The secret behind Predators goalie Pekka Rinne's success

Predators' playoff success tied to Rinne (1:52)

NBC broadcaster Eddie Olczyk explains why goaltenders can be the greatest equalizer in professional sports. (1:52)

PITTSBURGH -- By his own admission, Ari Hilli wasn't envisioning an epic run to the Stanley Cup Final the first time he laid eyes on Pekka Rinne. Sure, the 17-year-old was a lanky tower of goaltending potential when he joined the development program for Karpat in the Finnish league, and he was remarkably athletic considering his scrawny 6-foot-5 frame.

But, from the moment Hilli guided Rinne through his first off-ice workouts with Karpat, Hilli knew there was work to be done.

"The first time when we meet, it was a practice. His balance was not good because he was growing so quickly," Hilli said of Rinne.

Unbeknown to both Hilli and Rinne, those opening days of the 2000-01 season for Karpat's junior A club were the beginning of an enduring friendship that has helped the Nashville Predators goaltender lead his team to the 2017 Stanley Cup Final, which it will open against the Pittsburgh Penguins at 8 p.m. ET on Monday.

"During his early career, we have off-ice practice where we make somersaults and that kind of activity," Hilli said. "He tried to do a somersault right away, and he jumped and came down on his back to the ground. But he never gave up."

That resilience would become something of a calling card for Rinne, who over time developed from a backup with Karpat into a starter in the American Hockey League to, at age 34, one of the featured attractions on hockey's biggest stage. To be fair, any worries about Rinne's lack of coordination during his first off-ice workouts wouldn't last too long. As soon as he laced up his gear and got on the ice, the strength and athleticism that belied his long body was instantly evident.

"When we went to the ice, I see immediately how talented he was. His eye-hand coordination was at a high level and he caught the puck everywhere," remembered Hilli. "He would fight in all the situations. He never gives up in practice. That's why he makes those big saves and why he has played in the NHL for 11 seasons at a high level all the time."

After two full seasons in Karpat, during which he won Finnish titles in 2004 and 2005 while backing up franchise player and future Minnesota Wild goaltender Niklas Backstrom, Rinne signed with Nashville and headed west to the AHL's Milwaukee Admirals. The decision to leave Karpat at age 22 wasn't just inspired by Rinne's dream of someday playing in the NHL, but by his hope of finally being the No. 1 goaltender on a pro team, something he had yet to experience in his young career.

But Rinne's transition to North America wasn't nearly as smooth as his play on the ice. Thrown into a No. 1 role for the first time in his pro career, his path to the NHL was made even more challenging by the new culture and language Rinne had to learn -- not to mention the shift to the smaller rinks and North American game that can occasionally hamper the development of some European prospects.

When he needed help maintaining his focus and signature optimism in the face of these challenges, Rinne knew who to call.

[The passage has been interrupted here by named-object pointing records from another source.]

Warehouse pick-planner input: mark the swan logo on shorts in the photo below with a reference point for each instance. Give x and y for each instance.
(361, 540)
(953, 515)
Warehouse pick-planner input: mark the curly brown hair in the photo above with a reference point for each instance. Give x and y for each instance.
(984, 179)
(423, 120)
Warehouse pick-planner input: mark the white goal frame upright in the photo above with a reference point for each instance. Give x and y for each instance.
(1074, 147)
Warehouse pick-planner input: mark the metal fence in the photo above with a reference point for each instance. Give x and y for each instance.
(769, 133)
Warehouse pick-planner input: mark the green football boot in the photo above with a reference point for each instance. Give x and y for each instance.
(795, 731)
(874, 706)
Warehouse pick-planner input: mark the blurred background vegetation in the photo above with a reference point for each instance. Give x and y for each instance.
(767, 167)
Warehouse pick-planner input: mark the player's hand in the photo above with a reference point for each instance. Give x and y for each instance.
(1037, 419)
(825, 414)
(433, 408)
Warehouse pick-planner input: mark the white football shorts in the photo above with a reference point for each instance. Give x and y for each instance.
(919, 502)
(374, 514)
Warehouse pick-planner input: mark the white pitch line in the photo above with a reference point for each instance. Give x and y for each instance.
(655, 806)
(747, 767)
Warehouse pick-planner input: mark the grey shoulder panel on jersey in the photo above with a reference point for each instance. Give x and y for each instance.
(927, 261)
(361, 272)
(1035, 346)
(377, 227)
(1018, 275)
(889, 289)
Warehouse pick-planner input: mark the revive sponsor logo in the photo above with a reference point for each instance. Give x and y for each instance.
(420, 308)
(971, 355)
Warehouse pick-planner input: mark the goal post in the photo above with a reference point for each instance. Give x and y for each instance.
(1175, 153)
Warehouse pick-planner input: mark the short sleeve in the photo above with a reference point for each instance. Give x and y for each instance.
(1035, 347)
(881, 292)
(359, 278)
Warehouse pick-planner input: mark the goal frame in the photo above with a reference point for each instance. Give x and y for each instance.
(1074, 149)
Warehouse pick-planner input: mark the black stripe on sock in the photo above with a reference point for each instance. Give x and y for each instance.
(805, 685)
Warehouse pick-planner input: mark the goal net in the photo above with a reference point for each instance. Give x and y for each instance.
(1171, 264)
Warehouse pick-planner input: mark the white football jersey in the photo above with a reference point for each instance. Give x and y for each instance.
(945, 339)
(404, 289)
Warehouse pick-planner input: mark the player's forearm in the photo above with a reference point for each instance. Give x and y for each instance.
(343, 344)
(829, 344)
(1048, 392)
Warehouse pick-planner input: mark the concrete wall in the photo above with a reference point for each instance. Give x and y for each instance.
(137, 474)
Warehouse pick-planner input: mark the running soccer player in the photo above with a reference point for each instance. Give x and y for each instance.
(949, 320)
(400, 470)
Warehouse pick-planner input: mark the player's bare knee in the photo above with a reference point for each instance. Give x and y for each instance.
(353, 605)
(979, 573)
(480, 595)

"Of course young guys need help during that time. We talked about those things. Those things helped him," said Hilli. "We are messaging and speaking. Of course, early in his career we were more in contact. I tried to support him mentally more. Nowadays, he is good on his own. So there is not so much reason, but we contact [each other] all the time."

While Rinne was on his way to becoming an NHL All-Star, Hilli became an institution with Karpat, which has won six Finnish league titles since he was hired as the team's goaltending coach in 1998. Now 49, Hilli has become something of a goaltending guru with the club, coaching future Stanley Cup champion and Vezina Trophy winner Tim Thomas for a season before overseeing Backstrom and Rinne.

By the time Rinne established himself as a world-class goaltender in Nashville, he still managed to make time for his mentor. The pair have trained together every summer since Rinne came to North America. And no matter how stratospheric his status in his home country became over the years, he always returned home to spend time with the man who helped shape his game.

For more than a decade now, Hilli has witnessed his former pupil's evolution from aspiring starter to established star, a national icon beloved by fans from Nashville to Helsinki. Through it all, Hilli can attest to the fact that, at his core, Rinne is still the same as the happy, hard-working teenager he first met almost two decades ago.

"He's a special person. He meets everyone on the same level all the time. He is smiling, and he has time for everyone," said Hilli. "I'm a little bit worried because the fans ask for him everywhere. You have to rest, too, during the summertime. But he is that kind of guy."

A career-defining run to the Cup Final might have ultimately delayed Rinne's annual training session with Hilli. After serving as the goaltending coach for the Finnish national team at the recent IIHF world championships, Hilli now has more time to watch his star pupil take to the ice against Pittsburgh with one of the most iconic trophies in all of sports on the line.

When the Penguins and Predators face off, he'll stay up late to watch and continue to marvel at just how far that awkward teenager has come.

"I have been proud of him many years. He is the same person, working hard," said Hilli. "Of course I'm proud of him that he is close to his goal. What we have dreamed about for many years."